Hampir semua negara di kawasan Asia Pasifik dan Timur—selain China—tumbuh negatif, kecuali Vietnam yang tumbuh positif, berkisar 1,5-2,8 persen. Indonesia termasuk negara yang masuk ke dalam zona negatif.
Bank Dunia memproyeksikan perekonomian Indonesia tumbuh negatif 1,6 persen sampai dengan negatif 2 persen. Pada rilis Juni lalu, Indonesia masih diproyeksikan tumbuh 0 persen.
Dalam laporannya, Bank Dunia memperingatkan, pandemi Covid-19 berisiko mengurangi pertumbuhan kawasan selama satu dekade mendatang sebesar 1 persen per tahun. Dampak paling besar akan dirasakan keluarga miskin yang akses terhadap layanan kesehatan, pendidikan, pekerjaan, dan keuangannya terbatas.
Mattoo mengatakan, perlambatan pertumbuhan ekonomi dan peningkatan kemiskinan menjadi ancaman jangka panjang yang akan dihadapi negara-negara berkembang, tak terkecuali Indonesia. Angka kemiskinan di kawasan akan meningkat untuk pertama kali dalam 20 tahun. Penduduk miskin diperkirakan bertambah 38 juta orang.
Perekonomian diperkirakan mulai pulih pada 2021, tetapi trajektori setiap negara akan berbeda. Indonesia akan kembali tumbuh positif tahun depan dengan proyeksi pada kisaran 3-4 persen. Perbaikan ekonomi tergantung dari keberhasilan penanganan Covid-19 dan reformasi ekonomi domestik.
”Prioritas saat ini menjamin sekolah aman untuk menjaga modal manusia; memperluas basis pajak yang sempit untuk menghindari pemotongan investasi publik; dan mereformasi sektor-sektor layanan yang dilindungi untuk mendapatkan manfaat dari berbagai peluang digital yang muncul,” ujar Mattoo.
Pekan lalu, pemerintah kembali merevisi proyeksi pertumbuhan ekonomi triwulan III-2020 menjadi kisaran negatif 1 persen sampai dengan negatif 2,9 persen. Dengan demikian, Indonesia dipastikan masuk jurang resesi karena pertumbuhan ekonomi masih terjebak dalam zona negatif.

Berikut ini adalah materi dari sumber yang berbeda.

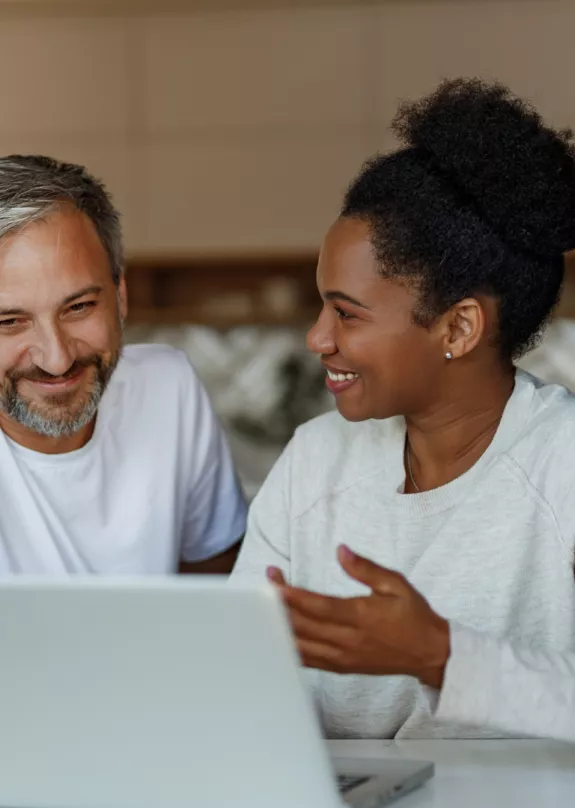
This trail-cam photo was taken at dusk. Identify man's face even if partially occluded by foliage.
[0,207,126,438]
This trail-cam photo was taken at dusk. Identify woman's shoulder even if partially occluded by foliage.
[292,411,405,486]
[506,374,575,504]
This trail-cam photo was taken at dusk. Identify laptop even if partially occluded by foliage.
[0,576,433,808]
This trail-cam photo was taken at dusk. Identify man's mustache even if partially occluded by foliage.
[7,356,102,384]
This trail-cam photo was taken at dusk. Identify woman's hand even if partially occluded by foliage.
[268,546,450,689]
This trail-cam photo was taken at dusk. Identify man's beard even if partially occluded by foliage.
[0,350,121,438]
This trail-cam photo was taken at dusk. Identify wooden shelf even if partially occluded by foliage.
[127,253,575,329]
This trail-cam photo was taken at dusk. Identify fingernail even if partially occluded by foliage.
[338,544,355,561]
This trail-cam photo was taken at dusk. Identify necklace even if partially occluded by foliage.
[405,441,421,494]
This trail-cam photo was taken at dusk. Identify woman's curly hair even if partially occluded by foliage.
[341,79,575,359]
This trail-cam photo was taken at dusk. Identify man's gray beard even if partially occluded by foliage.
[0,352,120,438]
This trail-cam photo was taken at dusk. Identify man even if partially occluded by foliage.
[0,156,245,575]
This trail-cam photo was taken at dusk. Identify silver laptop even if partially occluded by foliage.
[0,576,432,808]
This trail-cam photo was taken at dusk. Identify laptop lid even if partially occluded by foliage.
[0,576,338,808]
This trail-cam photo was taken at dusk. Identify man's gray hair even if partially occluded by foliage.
[0,154,124,285]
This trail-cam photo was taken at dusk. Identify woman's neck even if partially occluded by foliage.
[405,370,515,493]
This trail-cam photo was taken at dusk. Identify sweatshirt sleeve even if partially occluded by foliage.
[435,623,575,742]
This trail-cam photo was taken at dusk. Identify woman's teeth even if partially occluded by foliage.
[327,370,359,382]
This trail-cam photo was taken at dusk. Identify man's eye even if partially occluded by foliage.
[70,300,96,313]
[0,317,22,331]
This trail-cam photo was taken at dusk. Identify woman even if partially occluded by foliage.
[234,80,575,739]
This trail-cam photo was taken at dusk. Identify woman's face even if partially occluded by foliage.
[307,219,447,421]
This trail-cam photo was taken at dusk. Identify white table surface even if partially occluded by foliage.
[328,740,575,808]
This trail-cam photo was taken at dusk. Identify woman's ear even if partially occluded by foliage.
[444,297,486,359]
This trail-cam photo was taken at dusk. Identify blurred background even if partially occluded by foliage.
[0,0,575,496]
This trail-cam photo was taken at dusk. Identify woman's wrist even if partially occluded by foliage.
[418,617,451,690]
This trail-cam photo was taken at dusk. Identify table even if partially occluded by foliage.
[328,740,575,808]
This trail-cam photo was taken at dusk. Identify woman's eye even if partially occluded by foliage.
[333,306,353,320]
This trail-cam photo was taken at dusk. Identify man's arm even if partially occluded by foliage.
[178,539,242,575]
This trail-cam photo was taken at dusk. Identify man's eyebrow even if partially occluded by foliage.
[0,285,103,317]
[61,285,102,306]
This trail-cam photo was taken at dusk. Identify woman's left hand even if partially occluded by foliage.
[268,546,450,689]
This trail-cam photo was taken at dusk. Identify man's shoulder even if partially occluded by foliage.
[115,343,199,392]
[106,344,205,420]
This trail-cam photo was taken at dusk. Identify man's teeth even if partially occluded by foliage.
[327,370,358,382]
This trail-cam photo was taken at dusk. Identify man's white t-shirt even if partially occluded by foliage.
[0,345,246,575]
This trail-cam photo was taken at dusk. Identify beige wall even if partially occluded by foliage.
[0,0,575,254]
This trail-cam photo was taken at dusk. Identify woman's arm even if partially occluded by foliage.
[435,623,575,742]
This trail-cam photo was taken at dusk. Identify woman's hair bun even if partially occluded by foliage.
[393,79,575,258]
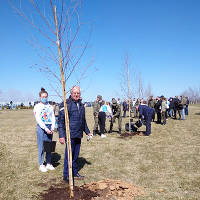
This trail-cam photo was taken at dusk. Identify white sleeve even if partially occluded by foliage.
[33,104,47,130]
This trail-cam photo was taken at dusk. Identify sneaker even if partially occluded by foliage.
[39,165,47,172]
[46,163,55,170]
[101,134,106,138]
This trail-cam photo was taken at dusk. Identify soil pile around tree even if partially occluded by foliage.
[40,179,144,200]
[120,131,145,138]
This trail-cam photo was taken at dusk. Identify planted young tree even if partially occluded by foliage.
[10,0,92,197]
[121,55,134,133]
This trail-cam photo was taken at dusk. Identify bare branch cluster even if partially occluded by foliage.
[9,0,93,96]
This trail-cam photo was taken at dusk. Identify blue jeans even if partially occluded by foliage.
[63,138,81,177]
[37,124,53,165]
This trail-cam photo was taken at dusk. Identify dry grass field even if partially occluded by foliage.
[0,105,200,200]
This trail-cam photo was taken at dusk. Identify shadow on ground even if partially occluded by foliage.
[51,152,61,167]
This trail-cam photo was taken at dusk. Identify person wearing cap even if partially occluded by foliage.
[138,100,155,136]
[93,95,102,135]
[160,96,166,125]
[109,98,122,134]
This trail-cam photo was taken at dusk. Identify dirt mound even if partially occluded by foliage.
[40,179,144,200]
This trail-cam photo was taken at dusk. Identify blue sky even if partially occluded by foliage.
[0,0,200,101]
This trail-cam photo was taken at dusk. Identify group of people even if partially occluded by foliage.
[34,86,92,183]
[34,86,189,183]
[93,95,122,138]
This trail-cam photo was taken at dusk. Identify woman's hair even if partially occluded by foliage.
[39,88,48,97]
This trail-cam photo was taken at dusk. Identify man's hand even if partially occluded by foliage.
[59,138,65,144]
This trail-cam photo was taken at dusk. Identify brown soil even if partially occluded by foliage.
[40,179,144,200]
[120,131,145,137]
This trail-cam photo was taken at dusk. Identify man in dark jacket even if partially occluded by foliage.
[108,98,122,134]
[154,97,162,124]
[138,101,155,136]
[122,99,128,117]
[58,86,91,182]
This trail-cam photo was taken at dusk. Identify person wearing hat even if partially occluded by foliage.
[138,100,155,136]
[93,95,102,135]
[109,98,122,134]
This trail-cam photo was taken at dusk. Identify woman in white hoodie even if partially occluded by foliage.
[34,88,55,172]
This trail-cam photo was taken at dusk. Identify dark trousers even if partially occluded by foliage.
[161,111,166,124]
[174,110,181,119]
[98,112,106,134]
[123,110,126,117]
[157,112,161,124]
[145,112,155,135]
[63,138,81,177]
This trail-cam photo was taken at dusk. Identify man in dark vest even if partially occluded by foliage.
[138,100,155,136]
[58,86,91,183]
[93,95,102,135]
[108,98,122,134]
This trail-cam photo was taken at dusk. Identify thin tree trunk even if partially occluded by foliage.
[126,60,131,133]
[54,6,74,198]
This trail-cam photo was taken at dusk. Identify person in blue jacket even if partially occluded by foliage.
[138,100,155,136]
[58,86,91,183]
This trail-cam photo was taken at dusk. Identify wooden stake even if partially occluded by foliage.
[54,6,74,198]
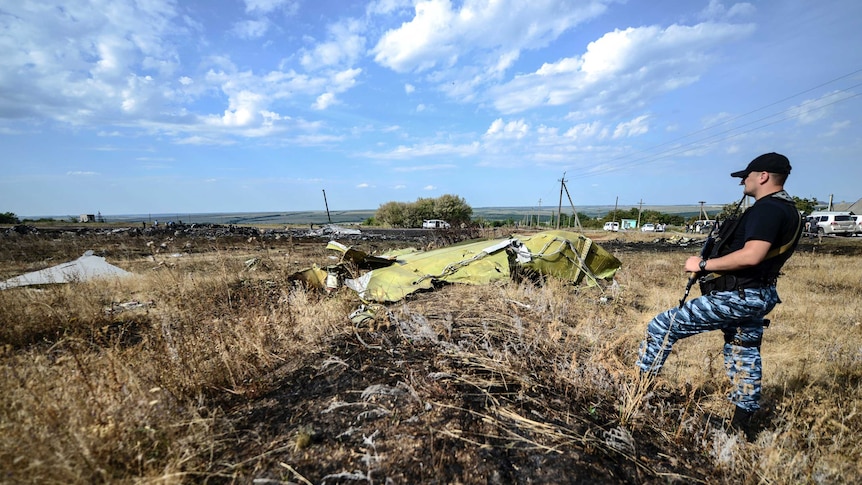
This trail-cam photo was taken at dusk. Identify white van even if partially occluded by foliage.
[808,211,857,236]
[422,219,452,229]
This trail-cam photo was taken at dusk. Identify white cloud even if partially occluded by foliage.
[485,118,530,140]
[700,0,757,20]
[300,19,365,70]
[613,115,649,139]
[489,23,753,113]
[244,0,298,14]
[372,0,608,72]
[233,19,270,39]
[392,163,457,173]
[311,93,336,110]
[787,91,854,125]
[363,142,481,160]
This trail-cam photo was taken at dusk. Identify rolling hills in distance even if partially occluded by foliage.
[81,204,722,226]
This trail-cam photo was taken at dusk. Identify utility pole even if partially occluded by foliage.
[557,172,566,229]
[563,178,583,230]
[536,199,542,227]
[323,190,332,224]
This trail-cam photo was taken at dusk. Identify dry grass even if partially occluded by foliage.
[0,229,862,483]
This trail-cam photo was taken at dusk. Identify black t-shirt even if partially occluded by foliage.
[718,191,802,280]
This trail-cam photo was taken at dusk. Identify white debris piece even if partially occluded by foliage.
[0,251,134,290]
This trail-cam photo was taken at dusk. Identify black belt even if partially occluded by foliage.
[699,273,778,295]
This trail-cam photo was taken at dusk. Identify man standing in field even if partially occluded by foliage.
[637,153,802,433]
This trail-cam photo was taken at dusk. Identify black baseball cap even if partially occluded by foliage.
[730,152,791,178]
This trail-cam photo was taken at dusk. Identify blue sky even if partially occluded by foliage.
[0,0,862,216]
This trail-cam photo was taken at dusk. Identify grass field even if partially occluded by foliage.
[0,228,862,484]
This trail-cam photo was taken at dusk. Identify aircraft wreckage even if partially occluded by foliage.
[291,231,622,303]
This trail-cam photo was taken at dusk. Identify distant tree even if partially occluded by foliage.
[434,194,473,226]
[0,212,21,224]
[374,194,473,227]
[793,195,817,214]
[374,202,407,227]
[406,197,437,227]
[716,202,742,220]
[0,212,21,224]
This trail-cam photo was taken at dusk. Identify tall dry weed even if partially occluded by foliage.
[0,233,862,483]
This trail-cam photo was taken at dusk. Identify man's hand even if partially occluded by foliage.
[685,256,701,273]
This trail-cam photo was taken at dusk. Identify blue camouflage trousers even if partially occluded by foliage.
[638,286,781,411]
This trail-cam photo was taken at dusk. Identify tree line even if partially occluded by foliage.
[372,194,473,227]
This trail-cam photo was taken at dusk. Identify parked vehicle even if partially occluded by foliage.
[422,219,452,229]
[810,212,859,236]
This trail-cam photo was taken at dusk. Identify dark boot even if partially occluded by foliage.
[730,406,754,441]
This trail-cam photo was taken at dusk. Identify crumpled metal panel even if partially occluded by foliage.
[332,231,622,303]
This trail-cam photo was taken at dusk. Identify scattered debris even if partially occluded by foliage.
[291,231,622,303]
[0,251,134,290]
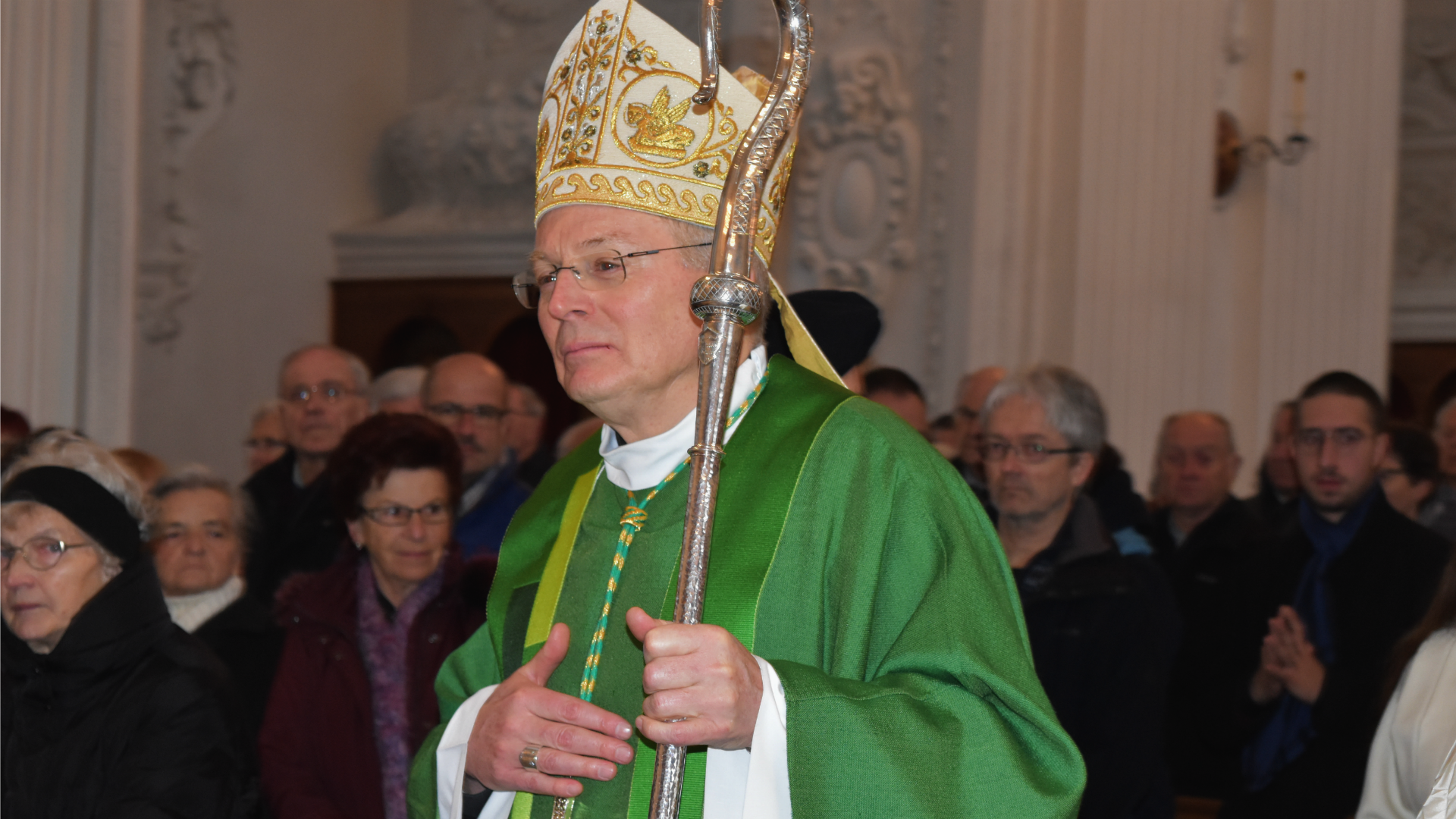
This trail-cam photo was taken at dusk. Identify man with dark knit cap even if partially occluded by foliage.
[763,290,881,395]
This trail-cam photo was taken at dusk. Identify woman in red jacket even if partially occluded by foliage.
[259,416,488,819]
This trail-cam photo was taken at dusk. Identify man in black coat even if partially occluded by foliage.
[981,366,1178,819]
[243,345,370,606]
[1152,413,1265,799]
[150,468,282,746]
[1220,372,1448,819]
[1244,400,1299,531]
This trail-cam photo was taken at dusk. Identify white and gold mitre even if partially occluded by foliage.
[536,0,793,264]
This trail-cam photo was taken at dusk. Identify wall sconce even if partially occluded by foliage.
[1213,71,1313,196]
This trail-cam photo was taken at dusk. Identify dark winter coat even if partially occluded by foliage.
[1152,495,1266,799]
[243,449,348,606]
[0,558,256,819]
[192,595,282,748]
[1015,495,1178,819]
[1244,466,1299,532]
[258,549,489,819]
[1220,491,1450,819]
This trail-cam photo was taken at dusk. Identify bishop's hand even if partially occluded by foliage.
[628,607,763,751]
[464,623,632,797]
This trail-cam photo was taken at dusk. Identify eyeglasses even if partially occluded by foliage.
[511,242,712,310]
[981,440,1083,463]
[1294,427,1369,455]
[425,403,510,424]
[280,381,358,405]
[0,538,96,574]
[364,503,450,526]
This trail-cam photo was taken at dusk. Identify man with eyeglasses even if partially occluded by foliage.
[951,367,1006,504]
[410,0,1082,819]
[981,364,1178,819]
[1222,372,1448,819]
[419,353,532,560]
[243,344,370,605]
[1150,411,1265,799]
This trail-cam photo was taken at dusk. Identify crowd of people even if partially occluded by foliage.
[0,328,1456,819]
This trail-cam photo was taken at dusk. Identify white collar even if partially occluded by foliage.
[600,344,769,491]
[162,574,246,634]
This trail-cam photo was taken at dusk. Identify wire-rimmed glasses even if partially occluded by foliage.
[0,538,96,574]
[981,440,1082,463]
[511,242,712,310]
[364,503,450,526]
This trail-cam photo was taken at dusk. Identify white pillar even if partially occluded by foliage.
[962,0,1401,490]
[0,0,141,446]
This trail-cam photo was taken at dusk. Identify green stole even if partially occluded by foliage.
[486,357,852,819]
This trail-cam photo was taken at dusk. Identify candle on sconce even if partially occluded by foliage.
[1288,68,1304,134]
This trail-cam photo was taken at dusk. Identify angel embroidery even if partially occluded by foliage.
[628,86,698,158]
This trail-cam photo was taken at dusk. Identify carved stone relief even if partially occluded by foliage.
[793,46,920,299]
[136,0,237,344]
[1396,10,1456,284]
[373,82,540,233]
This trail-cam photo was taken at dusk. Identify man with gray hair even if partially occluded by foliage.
[243,344,370,605]
[980,364,1178,819]
[421,347,532,560]
[1417,398,1456,541]
[149,466,282,743]
[1150,411,1265,799]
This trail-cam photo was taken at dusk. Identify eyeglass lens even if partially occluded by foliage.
[427,403,507,421]
[282,381,354,403]
[0,539,75,573]
[364,503,450,526]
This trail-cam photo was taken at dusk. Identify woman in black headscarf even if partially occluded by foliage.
[0,430,253,819]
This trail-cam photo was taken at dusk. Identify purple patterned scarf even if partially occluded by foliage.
[356,555,444,819]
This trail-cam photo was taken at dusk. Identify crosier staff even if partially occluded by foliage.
[651,0,814,819]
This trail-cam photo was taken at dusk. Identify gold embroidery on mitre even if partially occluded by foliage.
[536,0,793,262]
[543,9,622,171]
[628,86,698,158]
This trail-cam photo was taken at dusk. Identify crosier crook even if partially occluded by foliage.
[649,0,814,819]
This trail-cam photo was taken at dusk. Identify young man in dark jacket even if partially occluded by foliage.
[1220,372,1448,819]
[1152,413,1265,799]
[981,366,1178,819]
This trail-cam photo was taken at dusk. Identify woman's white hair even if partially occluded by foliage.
[0,430,147,580]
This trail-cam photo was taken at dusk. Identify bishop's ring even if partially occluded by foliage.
[519,745,541,771]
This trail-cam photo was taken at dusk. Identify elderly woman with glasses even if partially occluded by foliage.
[259,414,486,819]
[0,430,247,816]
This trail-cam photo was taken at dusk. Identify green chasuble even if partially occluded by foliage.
[410,357,1084,819]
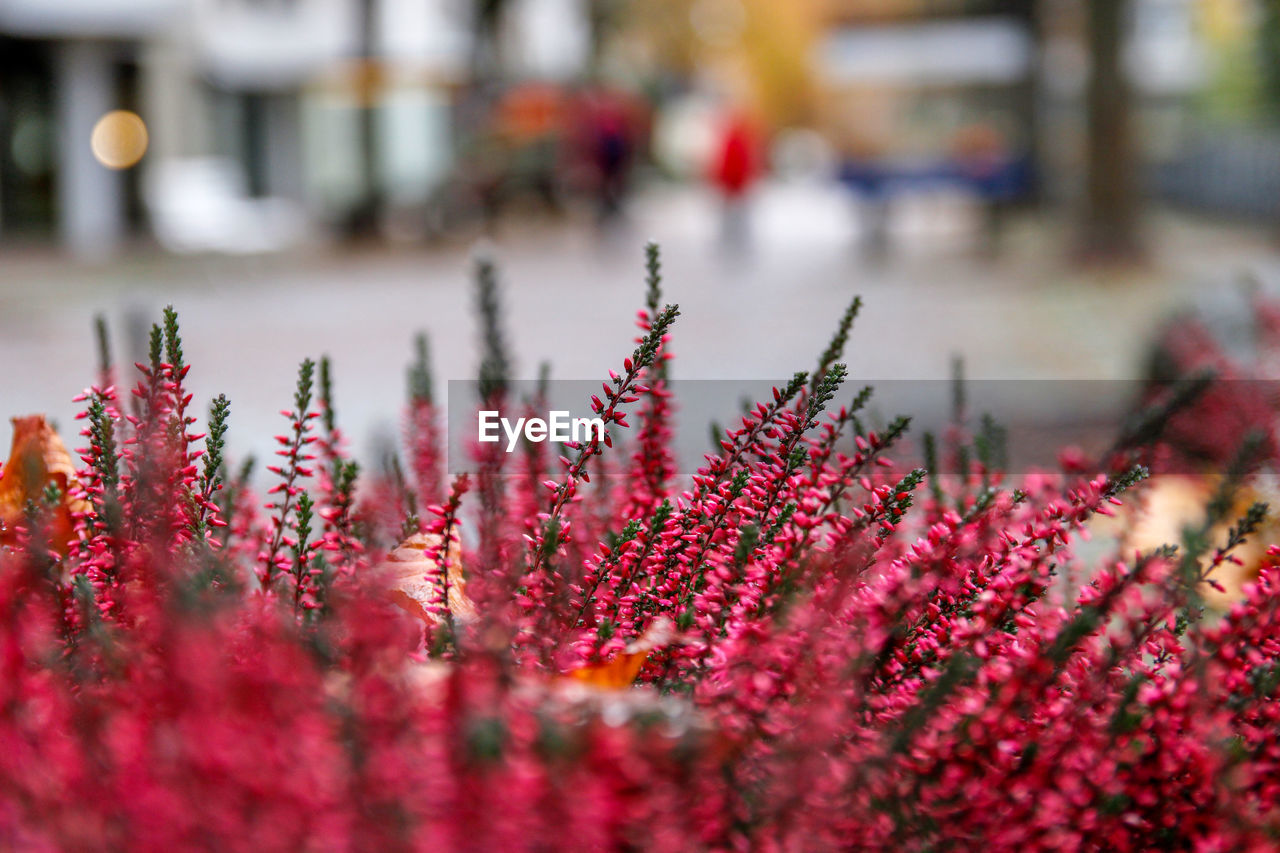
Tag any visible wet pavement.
[0,184,1280,471]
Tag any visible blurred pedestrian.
[710,110,762,251]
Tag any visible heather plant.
[0,247,1280,850]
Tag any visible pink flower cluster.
[0,259,1280,850]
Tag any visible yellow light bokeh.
[90,110,147,169]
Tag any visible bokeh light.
[90,110,147,169]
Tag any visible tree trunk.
[1082,0,1139,261]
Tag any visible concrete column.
[56,40,125,257]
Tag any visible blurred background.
[0,0,1280,461]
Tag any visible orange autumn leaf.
[380,533,476,625]
[564,616,678,690]
[0,415,88,551]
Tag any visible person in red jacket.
[710,110,762,250]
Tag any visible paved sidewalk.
[0,180,1280,468]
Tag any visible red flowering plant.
[0,242,1280,850]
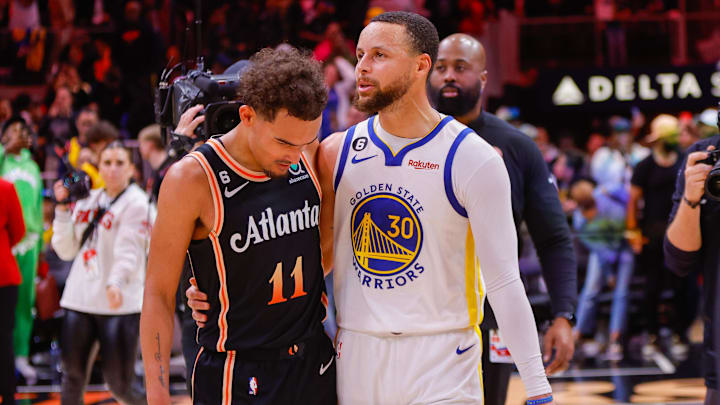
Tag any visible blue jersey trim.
[443,128,473,218]
[333,125,355,191]
[368,115,453,166]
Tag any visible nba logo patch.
[248,377,257,395]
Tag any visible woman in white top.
[52,142,154,405]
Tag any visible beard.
[428,80,482,117]
[353,75,412,114]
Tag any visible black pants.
[192,333,337,405]
[641,232,699,340]
[0,285,18,405]
[482,329,515,405]
[705,388,720,405]
[60,310,145,405]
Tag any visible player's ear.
[416,53,432,76]
[238,104,257,126]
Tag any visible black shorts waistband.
[203,333,330,361]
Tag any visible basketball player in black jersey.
[141,49,337,405]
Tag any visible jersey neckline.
[368,115,453,166]
[208,138,270,182]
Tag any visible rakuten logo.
[408,159,440,170]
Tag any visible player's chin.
[265,163,290,179]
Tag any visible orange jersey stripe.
[300,153,322,200]
[208,139,270,181]
[209,234,230,352]
[320,291,327,322]
[222,350,235,405]
[190,346,205,401]
[190,152,225,235]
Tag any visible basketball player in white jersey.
[187,12,553,405]
[318,12,552,405]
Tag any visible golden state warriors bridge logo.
[351,188,424,289]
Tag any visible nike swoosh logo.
[320,356,335,375]
[225,180,250,198]
[455,344,475,356]
[351,155,377,164]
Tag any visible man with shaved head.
[187,12,553,405]
[429,34,577,405]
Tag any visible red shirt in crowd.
[0,178,25,287]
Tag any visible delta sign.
[538,65,720,111]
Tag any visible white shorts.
[336,328,483,405]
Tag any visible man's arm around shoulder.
[140,157,212,405]
[317,132,344,275]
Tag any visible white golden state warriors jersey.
[334,116,498,335]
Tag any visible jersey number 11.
[268,256,307,305]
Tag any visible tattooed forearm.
[155,333,165,388]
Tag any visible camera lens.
[705,164,720,201]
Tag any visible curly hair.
[237,48,328,121]
[370,11,440,70]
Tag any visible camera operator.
[664,115,720,405]
[52,142,154,405]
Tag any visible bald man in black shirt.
[430,34,577,405]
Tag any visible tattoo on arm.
[155,333,165,388]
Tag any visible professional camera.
[155,61,247,152]
[63,170,92,202]
[698,149,720,201]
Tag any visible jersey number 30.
[268,256,307,305]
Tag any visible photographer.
[52,142,154,404]
[664,121,720,404]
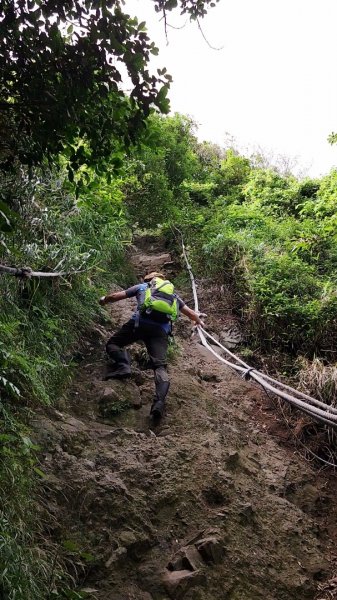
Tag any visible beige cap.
[144,271,165,281]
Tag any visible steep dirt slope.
[36,239,334,600]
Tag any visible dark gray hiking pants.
[106,319,170,402]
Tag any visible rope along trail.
[176,228,337,428]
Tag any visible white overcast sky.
[125,0,337,177]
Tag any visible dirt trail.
[36,238,332,600]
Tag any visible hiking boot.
[103,350,131,381]
[150,400,164,422]
[103,365,131,381]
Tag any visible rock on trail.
[35,238,334,600]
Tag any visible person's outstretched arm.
[180,304,206,327]
[99,290,127,306]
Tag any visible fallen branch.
[0,265,84,279]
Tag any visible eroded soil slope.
[32,234,334,600]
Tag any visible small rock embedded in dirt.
[163,570,206,600]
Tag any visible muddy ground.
[35,238,337,600]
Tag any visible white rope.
[176,228,337,428]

Menteri Keuangan Sri Mulyani Indrawati mengatakan, pertumbuhan ekonomi belum bisa bangkit dari zona negatif karena konsumsi rumah tangga masih belum pulih. Di sisi lain, kinerja investasi, ekspor, dan impor terkontraksi semakin dalam. Penopang perekonomian hanya belanja pemerintah.
Risiko sosial ekonomi dan keuangan akibat pandemi Covid-19 masih nyata. Beberapa provinsi besar di Indonesia mengalami peningkatan kasus, antara lain DKI Jakarta, Jawa Barat, Jawa Timur, dan Jawa Tengah. Peningkatan kasus di provinsi-provinsi besar itu akan memengaruhi kinerja perekonomian nasional.
”Titik keseimbangan (antara ekonomi dan kesehatan) terus dicari karena Covid-19 akan tetap bersama kita, tidak akan berhenti sekarang, masih sampai akhir tahun, bahkan mungkin hingga 2021, tergantung kapan vaksin ditemukan,” kata SrI Mulyani.